The labor market is so tight that some companies are transitioning expert electricians from fieldwork into office-based digital design roles, highlighting the growing demand for both technical and digital skills. Building a team with the right mix of hands-on experience and technical expertise is what sets successful projects apart from those that fall behind schedule.

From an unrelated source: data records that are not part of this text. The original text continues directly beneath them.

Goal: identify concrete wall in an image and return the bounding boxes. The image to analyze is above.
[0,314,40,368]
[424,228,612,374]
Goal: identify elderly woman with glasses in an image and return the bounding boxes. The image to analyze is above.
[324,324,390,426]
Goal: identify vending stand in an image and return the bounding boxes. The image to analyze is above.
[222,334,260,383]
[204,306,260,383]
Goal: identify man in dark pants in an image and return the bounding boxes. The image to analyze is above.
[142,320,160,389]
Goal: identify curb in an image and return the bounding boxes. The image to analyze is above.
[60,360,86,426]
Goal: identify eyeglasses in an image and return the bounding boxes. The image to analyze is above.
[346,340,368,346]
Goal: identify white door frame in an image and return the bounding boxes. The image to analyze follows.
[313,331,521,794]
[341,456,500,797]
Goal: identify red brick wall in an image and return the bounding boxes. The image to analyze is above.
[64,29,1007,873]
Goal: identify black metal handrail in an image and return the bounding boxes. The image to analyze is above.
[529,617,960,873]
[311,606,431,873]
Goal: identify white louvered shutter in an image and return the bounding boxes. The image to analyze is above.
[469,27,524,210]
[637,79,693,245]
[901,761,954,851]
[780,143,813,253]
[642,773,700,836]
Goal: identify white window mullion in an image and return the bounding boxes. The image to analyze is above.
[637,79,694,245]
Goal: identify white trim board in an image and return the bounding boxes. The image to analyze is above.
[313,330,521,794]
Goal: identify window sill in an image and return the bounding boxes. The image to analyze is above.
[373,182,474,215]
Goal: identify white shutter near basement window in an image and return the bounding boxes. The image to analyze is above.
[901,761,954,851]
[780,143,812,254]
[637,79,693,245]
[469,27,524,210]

AI data centers are reshaping how construction management operates. Power delivery, cooling systems, and high-density infrastructure aren't just considerations - they're the core of every project. With global data center construction costs expected to reach $11.3 million per MW by 2026 and AI-related power demand anticipated to hit 123 GW by 2035, precision and efficiency have become essential.
To tackle these challenges, top firms are embracing proactive strategies. They focus on early procurement, lock in electrical layouts, and integrate commissioning teams from the outset. Additionally, they rely on a connected construction workflow to ensure that all trades stay in sync in real time. As Brandon Michalski, Principal Economist at MSI Economics, explains:
"Firms must anchor their planning in real-time capital deployment, project-level data, and the realities of grid interconnection queues, labor bottlenecks, and equipment lead times."
But even the most advanced workflows depend on skilled professionals to bring AI data center designs to life. The talent shortage is becoming a growing concern, particularly for roles like project executives, MEP leads, commissioning managers, and BIM/VDC specialists with direct AI data center experience. Companies that act quickly, offer competitive compensation, and secure top talent will stay on track. Those that don’t risk delays and complications.
iRecruit.co specializes in helping mission-critical construction firms fill these high-demand roles - from project executives to commissioning managers - ensuring teams are equipped to meet the demands of AI-driven projects from the very beginning.
Teams can sidestep lengthy grid interconnection delays by taking a proactive approach. Starting power-related discussions early ensures potential issues are identified upfront. Opting for sites with strong grid capacity can also prevent bottlenecks. Additionally, using advanced scheduling tools to monitor and manage the interconnection process helps keep everything on track. Early planning and smart site selection are crucial for keeping delays to a minimum.
Liquid cooling stands out as a go-to solution for high-density racks and tight project timelines because of its ability to manage high power densities efficiently. Methods like direct-to-chip cooling and immersion cooling are particularly effective at drawing heat away from densely packed computing hardware. Modular liquid cooling systems add another layer of convenience - they're designed to scale up and integrate seamlessly into existing infrastructures. This makes them an excellent choice for quick deployment, especially in AI-focused data centers with demanding cooling needs.
The toughest positions to staff in AI data center construction are electricians, engineers, and utility coordination specialists. Why? There's a noticeable lack of skilled professionals in these areas. These roles are essential for handling the unique demands of AI data centers, such as their massive power needs, advanced cooling technologies, and intricate infrastructure.